This is the text of my speech to the House of Commons on 15th January 2019.
It is a great pleasure to follow the right hon. Member for Carshalton and Wallington (Tom Brake). He touched upon the fact that David Cameron introduced the referendum, but he forgot to mention that it was a Liberal Democrat idea to have an in/out referendum when the Conservatives opposed the Lisbon treaty.
We are facing a constitutional conundrum. The right hon. Gentleman quite rightly said that the Conservatives promised an in/out referendum if we won the 2015 election, and we then had a long parliamentary process to guarantee that we would give the people the power to decide. We then had the referendum, and the people decided overwhelmingly to leave—17.4 million people in the biggest vote in British history and the biggest majority on any one subject. Everyone then said, “What does leave mean?” and the Conservative party helpfully interpreted leave to mean leaving the single market, the customs union and the remit of the European Court of Justice. Sadly, however, what we have come up with here does not deliver that. The withdrawal agreement is a betrayal of what the people voted for.
In my previous speech, I touched on the impact on our laws. It is ludicrous that laws will be made by the 27 nations and then imposed upon us so that we cannot query them. On agriculture, an area which is totally dominated by the EU, it is extraordinary that our agricultural sector will be held back to 2019 levels of support throughout the whole transition period. Our competitors on the continent will be better funded and will have free access to our market, so agriculture will be a particularly badly penalised sector. We have to consider state aid; Sir Richard Dearlove and Lord Guthrie’s letter this week showed the horrors of the impact upon defence; and there will be no exit from the deal, which has been confirmed by the Attorney General.

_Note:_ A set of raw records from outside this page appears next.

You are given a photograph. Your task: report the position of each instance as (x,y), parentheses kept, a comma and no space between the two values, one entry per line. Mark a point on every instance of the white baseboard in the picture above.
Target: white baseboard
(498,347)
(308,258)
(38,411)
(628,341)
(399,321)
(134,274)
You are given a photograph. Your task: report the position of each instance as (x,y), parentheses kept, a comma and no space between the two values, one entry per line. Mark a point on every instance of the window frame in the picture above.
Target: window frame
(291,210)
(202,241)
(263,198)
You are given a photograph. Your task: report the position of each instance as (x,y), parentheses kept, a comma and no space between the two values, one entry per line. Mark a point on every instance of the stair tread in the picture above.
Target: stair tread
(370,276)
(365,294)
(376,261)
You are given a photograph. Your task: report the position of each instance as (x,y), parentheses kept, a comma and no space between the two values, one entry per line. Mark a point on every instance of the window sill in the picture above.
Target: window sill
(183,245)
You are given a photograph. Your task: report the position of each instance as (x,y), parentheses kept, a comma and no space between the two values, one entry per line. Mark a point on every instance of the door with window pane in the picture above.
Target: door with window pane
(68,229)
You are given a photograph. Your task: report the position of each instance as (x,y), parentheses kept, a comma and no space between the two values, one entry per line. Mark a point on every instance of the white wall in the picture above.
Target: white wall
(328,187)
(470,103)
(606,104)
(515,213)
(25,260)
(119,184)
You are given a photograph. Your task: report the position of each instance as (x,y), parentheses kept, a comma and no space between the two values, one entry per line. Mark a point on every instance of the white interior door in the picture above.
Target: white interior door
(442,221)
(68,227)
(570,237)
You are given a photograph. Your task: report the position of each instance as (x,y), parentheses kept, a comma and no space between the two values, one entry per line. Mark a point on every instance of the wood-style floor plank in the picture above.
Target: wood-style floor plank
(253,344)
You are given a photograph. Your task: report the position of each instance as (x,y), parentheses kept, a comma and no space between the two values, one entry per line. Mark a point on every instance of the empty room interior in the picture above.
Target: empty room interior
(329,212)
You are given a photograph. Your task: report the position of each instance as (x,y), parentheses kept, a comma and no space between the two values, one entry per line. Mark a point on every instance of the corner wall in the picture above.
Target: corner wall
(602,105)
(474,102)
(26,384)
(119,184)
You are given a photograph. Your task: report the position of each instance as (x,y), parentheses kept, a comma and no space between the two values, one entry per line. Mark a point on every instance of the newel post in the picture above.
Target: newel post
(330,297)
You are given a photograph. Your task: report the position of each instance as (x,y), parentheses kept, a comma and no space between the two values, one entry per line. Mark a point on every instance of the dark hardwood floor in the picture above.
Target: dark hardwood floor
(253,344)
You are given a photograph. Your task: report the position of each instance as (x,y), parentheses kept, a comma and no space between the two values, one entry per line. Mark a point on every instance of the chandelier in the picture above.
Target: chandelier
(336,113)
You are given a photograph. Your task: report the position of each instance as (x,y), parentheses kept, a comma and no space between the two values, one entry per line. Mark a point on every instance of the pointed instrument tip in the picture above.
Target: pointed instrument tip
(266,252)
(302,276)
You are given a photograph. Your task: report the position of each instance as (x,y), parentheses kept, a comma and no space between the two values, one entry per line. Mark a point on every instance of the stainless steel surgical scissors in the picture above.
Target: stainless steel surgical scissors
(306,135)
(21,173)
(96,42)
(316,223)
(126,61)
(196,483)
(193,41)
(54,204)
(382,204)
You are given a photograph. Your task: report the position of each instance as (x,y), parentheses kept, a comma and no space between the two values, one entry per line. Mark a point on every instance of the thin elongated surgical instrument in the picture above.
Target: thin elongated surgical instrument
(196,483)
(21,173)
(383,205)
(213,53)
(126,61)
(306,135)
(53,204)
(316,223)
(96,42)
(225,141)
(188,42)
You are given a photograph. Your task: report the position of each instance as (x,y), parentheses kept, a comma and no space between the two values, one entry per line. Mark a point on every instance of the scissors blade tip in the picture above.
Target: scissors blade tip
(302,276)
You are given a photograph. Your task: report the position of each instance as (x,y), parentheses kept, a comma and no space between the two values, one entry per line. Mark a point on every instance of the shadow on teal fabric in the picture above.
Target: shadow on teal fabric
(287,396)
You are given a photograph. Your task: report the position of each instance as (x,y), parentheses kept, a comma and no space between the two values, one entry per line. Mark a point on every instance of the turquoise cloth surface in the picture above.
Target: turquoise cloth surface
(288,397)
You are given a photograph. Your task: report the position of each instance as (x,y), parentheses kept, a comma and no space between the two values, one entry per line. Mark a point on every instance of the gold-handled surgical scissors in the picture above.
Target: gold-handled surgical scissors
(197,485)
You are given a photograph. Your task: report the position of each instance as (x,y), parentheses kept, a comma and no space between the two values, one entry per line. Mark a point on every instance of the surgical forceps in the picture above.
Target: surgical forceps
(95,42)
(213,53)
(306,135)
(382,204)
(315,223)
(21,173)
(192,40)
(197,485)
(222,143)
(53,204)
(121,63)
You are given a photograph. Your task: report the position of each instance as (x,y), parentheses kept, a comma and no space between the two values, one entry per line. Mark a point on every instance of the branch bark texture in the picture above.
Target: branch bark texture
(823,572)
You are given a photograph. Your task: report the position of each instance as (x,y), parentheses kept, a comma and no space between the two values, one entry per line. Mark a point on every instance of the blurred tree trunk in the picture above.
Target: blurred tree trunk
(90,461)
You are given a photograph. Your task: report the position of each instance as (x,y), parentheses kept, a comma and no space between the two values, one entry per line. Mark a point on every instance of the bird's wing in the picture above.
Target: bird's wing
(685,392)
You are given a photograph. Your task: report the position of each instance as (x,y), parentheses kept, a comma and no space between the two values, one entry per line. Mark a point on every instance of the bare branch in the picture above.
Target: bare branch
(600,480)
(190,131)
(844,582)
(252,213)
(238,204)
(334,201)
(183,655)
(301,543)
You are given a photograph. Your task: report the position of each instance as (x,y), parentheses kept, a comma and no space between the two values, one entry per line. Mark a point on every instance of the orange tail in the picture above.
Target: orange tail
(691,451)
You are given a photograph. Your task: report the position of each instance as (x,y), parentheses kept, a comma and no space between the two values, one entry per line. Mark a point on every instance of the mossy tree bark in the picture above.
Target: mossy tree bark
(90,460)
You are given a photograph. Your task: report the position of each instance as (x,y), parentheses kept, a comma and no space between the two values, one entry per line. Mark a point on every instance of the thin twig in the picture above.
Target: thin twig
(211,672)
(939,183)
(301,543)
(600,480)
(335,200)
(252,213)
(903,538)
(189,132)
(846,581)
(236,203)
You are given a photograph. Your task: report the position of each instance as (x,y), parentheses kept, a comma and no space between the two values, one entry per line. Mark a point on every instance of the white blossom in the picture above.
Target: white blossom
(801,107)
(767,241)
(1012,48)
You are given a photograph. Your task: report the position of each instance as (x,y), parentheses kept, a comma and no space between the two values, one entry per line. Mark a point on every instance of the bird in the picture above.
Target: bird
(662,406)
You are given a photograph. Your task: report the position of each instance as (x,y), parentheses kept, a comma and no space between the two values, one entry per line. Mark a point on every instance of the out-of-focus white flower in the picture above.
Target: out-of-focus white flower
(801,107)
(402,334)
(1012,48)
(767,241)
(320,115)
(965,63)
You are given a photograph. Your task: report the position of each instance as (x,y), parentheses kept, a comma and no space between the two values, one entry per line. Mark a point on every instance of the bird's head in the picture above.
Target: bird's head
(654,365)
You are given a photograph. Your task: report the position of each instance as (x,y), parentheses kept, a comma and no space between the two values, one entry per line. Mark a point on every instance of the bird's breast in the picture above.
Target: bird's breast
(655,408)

All that will cost us £39 billion with nothing promised in return. We will be paying £39 billion to have the right to keep talking and talking. There is no incentive for the EU to end the talks. They have us trapped. They will be imposing laws upon us, they will have access to our market, they could clobber us through the ECJ when we do not obey those laws and we will be paying. What is not to like? We saw it from Herr Selmayr, who unwisely blurted out to Passauer Neue Presse that he had got everything, including the cost of losing Northern Ireland. That is the real horror for me in this withdrawal agreement, which carves out something called “UK(NI)”, a new political entity in which not a single elected representative from Northern Ireland will have any impact on the law, which is shameful. It is a complete breach of the principle of consent, which is embedded in the Belfast agreement. As Lord Trimble has said, it is a breach of the demand for the Assembly to be consulted.
I will not be voting for this withdrawal agreement. Thankfully, a very large number of other Members also will not be voting for it. What should we do? I went to see Monsieur Barnier with Lord Trimble to discuss the problem of the Irish border, which can be solved with current techniques and processes. We had an incredibly instructive and constructive discussion. What we need to do is to go back to President Tusk’s free trade offer of 7 March 2018. We should go back on Thursday morning and say, “Yes, we will engage in very serious discussions on your free trade agreement. In parallel, we will immediately go on to World Trade Organisation terms.” WTO terms have come under the most ludicrous caricatured attack, because they are synonymous with leaving. WTO terms are not as good as a free trade agreement, but they do mean that we are leaving. That will galvanise the European Union into coming back to us.
Only today Heiko Maas, the German Foreign Minister, has said that he would come back to the talks. We will do the country a service tonight if we overwhelmingly vote down this completely unacceptable agreement, which will push the EU to go back to its generous offer of a free trade agreement. We will not get it through in time, so we should trigger article 24 of the general agreement on tariffs and trade, which means zero tariffs and zero quotas can continue during the discussions, possibly for up to five years.